George studied both natural science and English at Penn State University, the latter under the noted American poet Theodore Roethke. After graduating with a bachelor's degree in 1941, she departed for Louisiana State University to study modern dance. With the United States' entry into World War II, however, George put aside her dancing ambitions and became a reporter. Since then, writing has been the foundation of her career, and environmental subjects her frequent focus. Her journalistic assignments, particularly those she took on as roving reporter for Reader's Digest—a position she held for many years—often provided material for subsequent children's books.
In 1944 she married John L. George, 'an ecologist. Together they wrote six well-researched children's books on natural history and raised three children—Twig, Craig, and Luke. The marriage ended in divorce in 1963.

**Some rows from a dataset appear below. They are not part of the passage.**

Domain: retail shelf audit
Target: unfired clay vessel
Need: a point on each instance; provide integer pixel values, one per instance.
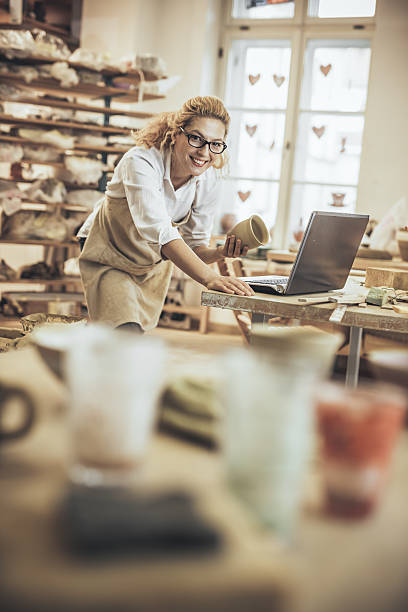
(252, 231)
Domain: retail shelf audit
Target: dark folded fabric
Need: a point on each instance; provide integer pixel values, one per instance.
(103, 521)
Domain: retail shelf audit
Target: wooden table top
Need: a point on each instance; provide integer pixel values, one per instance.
(330, 566)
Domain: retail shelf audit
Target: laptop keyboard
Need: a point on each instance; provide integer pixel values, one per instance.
(276, 280)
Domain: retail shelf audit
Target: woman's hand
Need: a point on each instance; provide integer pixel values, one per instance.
(229, 284)
(233, 247)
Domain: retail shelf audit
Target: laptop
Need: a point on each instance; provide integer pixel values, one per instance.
(324, 259)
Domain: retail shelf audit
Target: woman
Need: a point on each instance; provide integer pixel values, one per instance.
(165, 185)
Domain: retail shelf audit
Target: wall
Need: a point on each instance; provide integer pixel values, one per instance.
(383, 171)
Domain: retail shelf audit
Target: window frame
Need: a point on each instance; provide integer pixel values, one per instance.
(299, 30)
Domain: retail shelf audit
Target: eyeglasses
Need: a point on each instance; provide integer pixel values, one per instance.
(216, 146)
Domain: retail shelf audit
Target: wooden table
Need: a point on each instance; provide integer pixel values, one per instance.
(330, 565)
(263, 306)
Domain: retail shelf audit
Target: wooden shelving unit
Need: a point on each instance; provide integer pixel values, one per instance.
(56, 98)
(114, 88)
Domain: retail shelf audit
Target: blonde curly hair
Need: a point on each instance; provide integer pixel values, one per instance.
(162, 130)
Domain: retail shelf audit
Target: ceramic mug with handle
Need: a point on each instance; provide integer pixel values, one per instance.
(252, 232)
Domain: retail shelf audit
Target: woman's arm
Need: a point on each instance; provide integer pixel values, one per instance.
(231, 248)
(184, 258)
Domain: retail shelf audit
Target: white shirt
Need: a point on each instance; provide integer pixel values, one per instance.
(143, 177)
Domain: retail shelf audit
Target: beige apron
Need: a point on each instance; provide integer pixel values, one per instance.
(124, 276)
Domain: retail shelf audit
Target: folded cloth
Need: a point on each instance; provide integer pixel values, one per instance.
(190, 407)
(104, 521)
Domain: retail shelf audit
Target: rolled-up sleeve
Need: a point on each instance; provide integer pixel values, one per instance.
(143, 185)
(197, 231)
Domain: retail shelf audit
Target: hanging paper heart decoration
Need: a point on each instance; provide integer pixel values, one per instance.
(254, 78)
(244, 195)
(337, 199)
(319, 131)
(325, 69)
(278, 80)
(251, 129)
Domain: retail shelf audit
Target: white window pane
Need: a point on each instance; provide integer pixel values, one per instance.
(259, 10)
(244, 198)
(307, 198)
(341, 8)
(258, 74)
(328, 148)
(336, 75)
(258, 144)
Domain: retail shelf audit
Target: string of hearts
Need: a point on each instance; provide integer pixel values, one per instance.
(278, 79)
(244, 195)
(325, 69)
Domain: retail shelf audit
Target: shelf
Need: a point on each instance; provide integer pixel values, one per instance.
(130, 76)
(70, 186)
(54, 103)
(74, 125)
(42, 281)
(55, 243)
(83, 89)
(76, 148)
(28, 24)
(40, 296)
(72, 207)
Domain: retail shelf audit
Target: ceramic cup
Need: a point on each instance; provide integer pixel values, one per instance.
(252, 231)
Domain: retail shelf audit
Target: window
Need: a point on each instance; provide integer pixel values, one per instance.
(297, 104)
(341, 8)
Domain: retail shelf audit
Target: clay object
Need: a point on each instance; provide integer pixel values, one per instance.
(252, 231)
(227, 222)
(402, 239)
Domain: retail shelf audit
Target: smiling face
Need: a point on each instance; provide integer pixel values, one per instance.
(188, 161)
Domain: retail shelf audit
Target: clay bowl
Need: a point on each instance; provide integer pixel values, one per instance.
(52, 342)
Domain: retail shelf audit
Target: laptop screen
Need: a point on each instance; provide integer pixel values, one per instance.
(327, 252)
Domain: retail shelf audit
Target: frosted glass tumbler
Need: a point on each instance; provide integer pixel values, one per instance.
(269, 427)
(268, 435)
(114, 380)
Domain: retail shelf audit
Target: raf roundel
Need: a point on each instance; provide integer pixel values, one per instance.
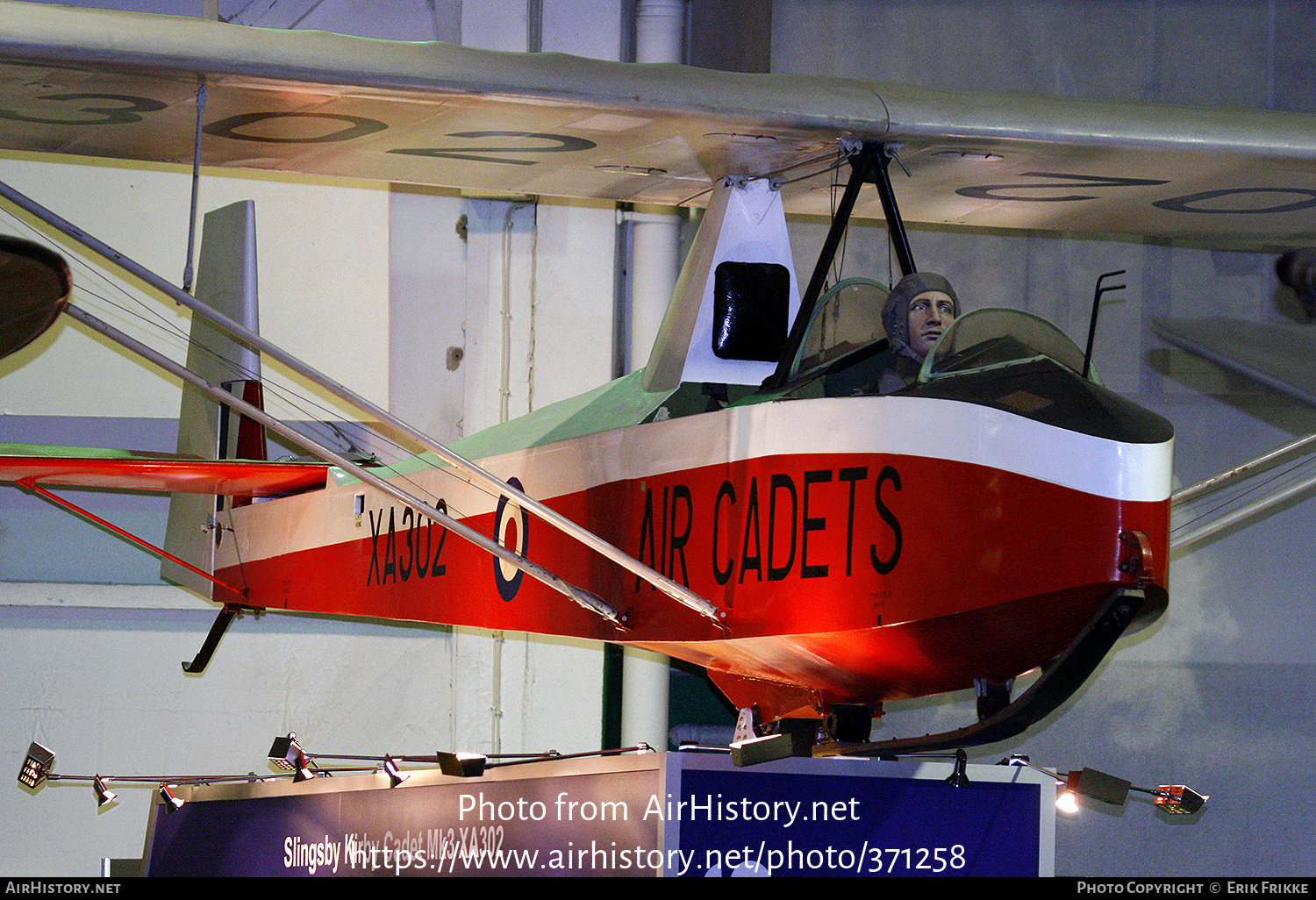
(512, 526)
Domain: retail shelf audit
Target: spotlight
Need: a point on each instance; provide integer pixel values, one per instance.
(960, 776)
(171, 802)
(286, 753)
(1099, 786)
(104, 796)
(463, 765)
(765, 749)
(395, 775)
(36, 766)
(1178, 799)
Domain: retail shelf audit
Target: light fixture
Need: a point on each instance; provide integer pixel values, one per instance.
(463, 765)
(1178, 799)
(960, 775)
(171, 802)
(36, 766)
(1098, 786)
(395, 775)
(104, 796)
(752, 752)
(287, 754)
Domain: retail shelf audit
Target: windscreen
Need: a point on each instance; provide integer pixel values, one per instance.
(990, 339)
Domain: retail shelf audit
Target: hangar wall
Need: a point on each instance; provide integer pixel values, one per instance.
(1218, 695)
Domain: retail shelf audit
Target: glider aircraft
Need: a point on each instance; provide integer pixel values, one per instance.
(745, 502)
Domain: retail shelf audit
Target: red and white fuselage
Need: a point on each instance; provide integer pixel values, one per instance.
(857, 549)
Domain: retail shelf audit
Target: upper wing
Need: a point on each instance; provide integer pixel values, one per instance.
(113, 468)
(123, 84)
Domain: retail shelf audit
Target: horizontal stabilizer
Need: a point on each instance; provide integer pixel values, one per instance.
(34, 287)
(111, 468)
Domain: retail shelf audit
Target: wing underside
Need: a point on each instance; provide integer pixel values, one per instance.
(102, 83)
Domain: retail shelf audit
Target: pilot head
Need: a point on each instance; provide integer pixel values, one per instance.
(919, 308)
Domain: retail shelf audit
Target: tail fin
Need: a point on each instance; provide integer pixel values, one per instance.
(226, 282)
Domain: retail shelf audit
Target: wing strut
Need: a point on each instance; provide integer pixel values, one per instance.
(489, 481)
(869, 162)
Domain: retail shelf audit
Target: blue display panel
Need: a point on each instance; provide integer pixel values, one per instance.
(678, 813)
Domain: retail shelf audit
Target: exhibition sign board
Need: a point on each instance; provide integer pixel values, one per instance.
(676, 813)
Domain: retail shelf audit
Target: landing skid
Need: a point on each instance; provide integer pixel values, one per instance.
(1058, 682)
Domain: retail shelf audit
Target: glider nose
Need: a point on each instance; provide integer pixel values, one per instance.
(34, 287)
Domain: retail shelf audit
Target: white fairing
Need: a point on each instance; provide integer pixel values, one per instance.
(745, 223)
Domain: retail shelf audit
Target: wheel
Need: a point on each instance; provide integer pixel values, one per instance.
(848, 723)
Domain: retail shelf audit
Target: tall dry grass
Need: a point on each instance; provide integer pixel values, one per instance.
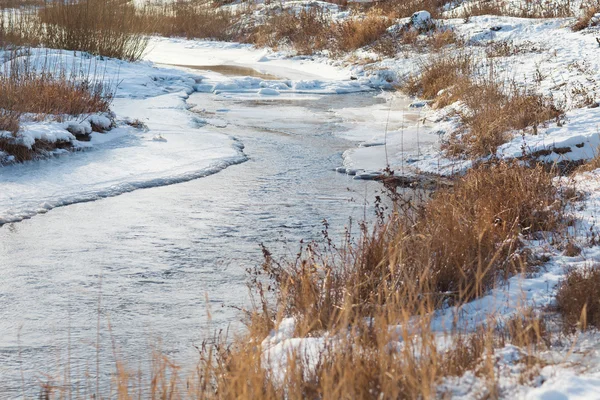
(29, 89)
(493, 108)
(101, 27)
(190, 19)
(311, 30)
(367, 309)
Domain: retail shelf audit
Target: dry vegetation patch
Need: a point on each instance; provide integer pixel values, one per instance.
(189, 18)
(585, 20)
(453, 248)
(491, 108)
(578, 298)
(26, 92)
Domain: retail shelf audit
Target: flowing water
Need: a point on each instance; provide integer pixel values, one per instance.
(165, 267)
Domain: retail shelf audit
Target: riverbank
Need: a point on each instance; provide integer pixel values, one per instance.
(475, 292)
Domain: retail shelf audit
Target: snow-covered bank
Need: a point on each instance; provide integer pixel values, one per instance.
(127, 157)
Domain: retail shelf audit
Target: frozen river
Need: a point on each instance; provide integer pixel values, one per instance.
(145, 268)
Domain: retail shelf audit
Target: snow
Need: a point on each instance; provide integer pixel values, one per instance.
(185, 135)
(124, 158)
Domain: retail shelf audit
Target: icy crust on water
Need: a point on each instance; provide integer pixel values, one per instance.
(157, 139)
(125, 158)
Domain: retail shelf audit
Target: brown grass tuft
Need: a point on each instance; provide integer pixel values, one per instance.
(577, 299)
(585, 20)
(100, 27)
(190, 19)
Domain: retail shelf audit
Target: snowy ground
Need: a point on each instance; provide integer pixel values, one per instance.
(177, 144)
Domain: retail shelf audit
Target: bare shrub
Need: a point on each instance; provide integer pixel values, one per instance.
(585, 19)
(494, 111)
(528, 9)
(307, 31)
(353, 34)
(39, 95)
(456, 247)
(101, 27)
(189, 18)
(441, 72)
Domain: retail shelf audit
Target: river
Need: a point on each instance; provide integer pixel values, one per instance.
(165, 267)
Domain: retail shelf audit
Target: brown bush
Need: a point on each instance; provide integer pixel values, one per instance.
(190, 19)
(585, 19)
(441, 72)
(101, 27)
(578, 298)
(494, 111)
(353, 34)
(25, 91)
(529, 9)
(306, 32)
(454, 248)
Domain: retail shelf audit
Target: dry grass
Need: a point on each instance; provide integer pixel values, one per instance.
(495, 111)
(458, 245)
(100, 27)
(591, 164)
(307, 31)
(577, 299)
(443, 71)
(311, 30)
(43, 94)
(454, 248)
(190, 18)
(529, 9)
(494, 108)
(585, 20)
(353, 34)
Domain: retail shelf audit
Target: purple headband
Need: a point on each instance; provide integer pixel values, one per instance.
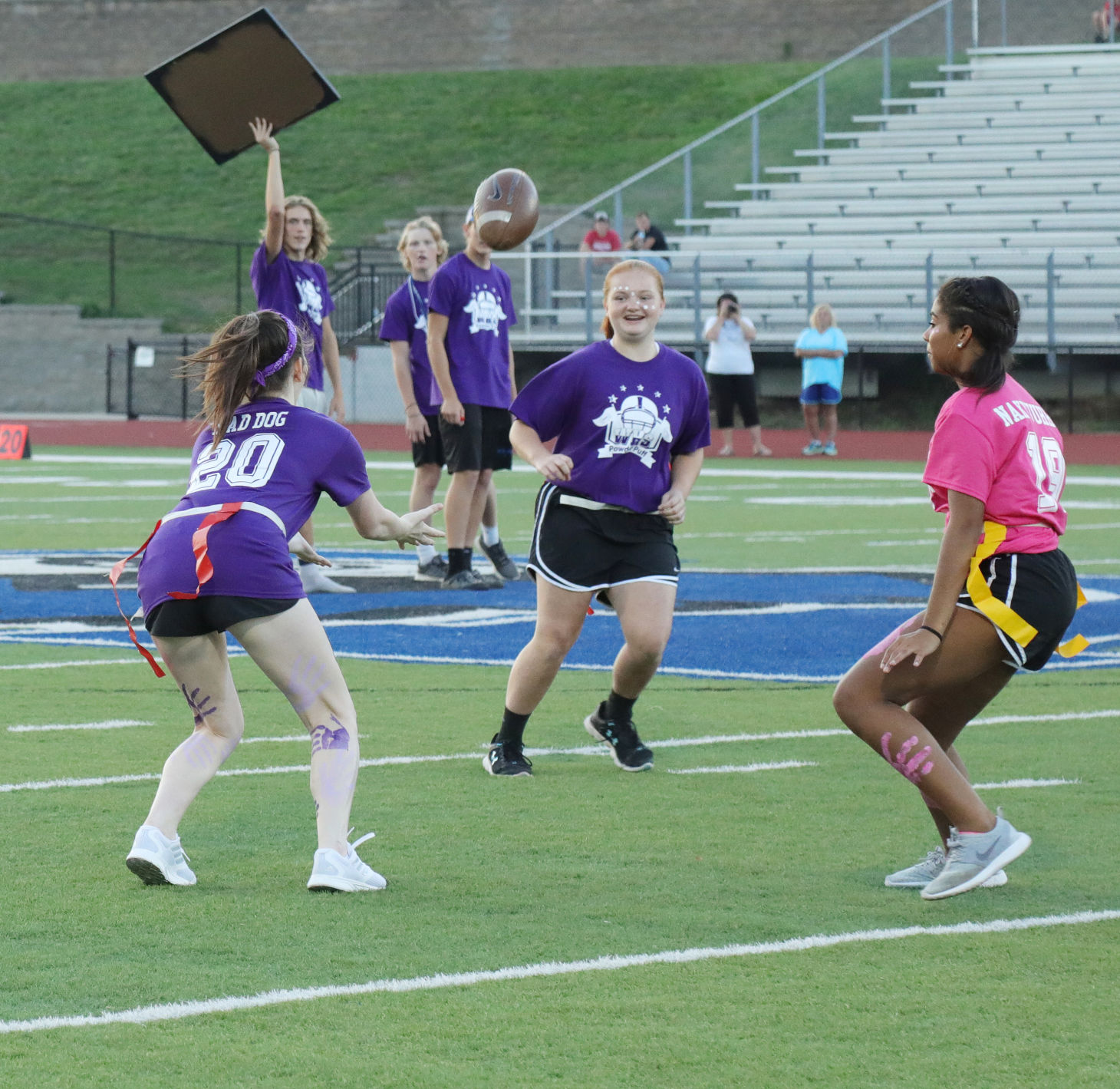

George has written close to fifty books for children and young adults over the course of her career, several of which received important awards. In her most popular books, she parallels descriptions of a somewhat anthropomorphized natural world with stories of children or teens struggling to grow up and become independent. The lives of the children and the life cycles of natural creatures become intertwined as George emphasizes the interrelationships of all living parts of the earth's environment.
Julie of the Wolves is based on material George gathered during a trip to the Arctic Research Laboratory in Barrow, Alaska. She never accomplished the original goal of her trip—to write an article about wolf language and family behavior—but the novel won the Newbery Medal as the best children's book of 1973. Perhaps George's best-known book for young adults is My Side of the Mountain, which she based to some extent on her own childhood experiences camping in the wilderness. This story of a boy's year in the wilderness was a Newbery Honor Book and the basis of a 1969 film by Paramount Studios, George's personal favorite is Spring Comes to the Ocean (1965), a nonfictional account of the gradual changes made by sea creatures in response to the changing season.
George currently lives in Chappaqua, New York, in a home filled with wildlife— ravens, raccoons, and even an indoor pond with a bubbling fountain and a stock of fish.